The weekly half-hour, hosted by the satirically-inclined Jesse Brown, debuted last fall in an 11:30am Thursday slot on CBC Radio One – promising to address the effect of the internet on society through his deadpan delivery and online interaction.

No one cared at first, and Brown deigned to admit as much, but the show picked up steam thanks to commentaries from Doctorow and adoption of Boing Boing-esque talking points: copyfights, Chinese censorship, and holding executive feet to the fire. The approach reached a level of sublime absurdity in February when stealth CBC management blogger "Ouimet" typed out his part in a radio debate with new CBC president Hubert T. Lacroix.

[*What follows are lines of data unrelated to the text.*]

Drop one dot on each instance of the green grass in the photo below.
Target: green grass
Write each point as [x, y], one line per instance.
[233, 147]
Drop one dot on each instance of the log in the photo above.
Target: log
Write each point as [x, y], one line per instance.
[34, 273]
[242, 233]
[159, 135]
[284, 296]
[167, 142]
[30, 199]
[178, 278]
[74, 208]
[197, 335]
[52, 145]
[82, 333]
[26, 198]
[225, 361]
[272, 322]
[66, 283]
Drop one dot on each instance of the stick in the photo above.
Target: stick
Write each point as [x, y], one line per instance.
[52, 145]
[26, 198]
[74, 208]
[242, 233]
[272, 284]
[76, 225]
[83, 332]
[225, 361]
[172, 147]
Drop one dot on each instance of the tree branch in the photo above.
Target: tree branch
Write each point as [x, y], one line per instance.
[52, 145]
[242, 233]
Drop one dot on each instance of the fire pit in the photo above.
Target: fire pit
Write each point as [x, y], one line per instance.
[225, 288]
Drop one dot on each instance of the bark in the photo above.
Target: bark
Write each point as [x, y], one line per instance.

None of this was especially great radio, though, and it came as little surprise when CBC Radio’s parallel weekly Wednesday program Spark – where host Nora Young has come to approach internet-induced chatter with a tone not unlike Martha Stewart, or maybe more Marilyn Denis – was renewed, whereas Search Engine was toast.

None of this should hamper Jesse Brown’s career, given how he’s been promised future opportunities to do his thing on assorted CBC radio and TV shows, which will then be compiled into a weekly podcast. With putative claims of being the most consistently popular Canadian current affairs podcast on iTunes, the effort will surely have a formidable base of subscribers.

But reading commentaries on the CBC gave Doctorow legitimacy like no other outlet could. How could he not take Brown's reassignment personally? So, his method of complaint was a glib link to a Facebook group from those wanting to “save” the show.

What invariably follows in various places are remarks about how, due to their decision, CBC Radio isn’t anywhere as good as it used to be, oh, let’s say, around last September.

The plug was also pulled on Search Engine's national airtime just after Brown confronted, via telephone, industry minister Jim Prentice over the Conservative government’s new copyright Bill C-61. The segment ended with Prentice hanging up.

This sort of dogged quest for hyper-transparency makes for moderately amusing sport. Then it starts getting tedious. Just because Doctorow managed to cultivate an audience – and earn a living – from this schtick doesn’t mean it’s worthy of the public airwaves.

More notable are the Radio One programming shuffles coinciding with Search Engine’s end: Q with Jian Ghomeshi will put to rest the idea that Peter Gzowski’s 10am timeslot should be sacred ground for musty Canadiana. The new 2pm presenter, Aamer Haleem, is best known for hosting Bands Reunited on VH1, a show that will go down in history for failing to get New Kids on the Block back together again for the cameras because, like most folks with a marketable talent, they wanted to be properly paid.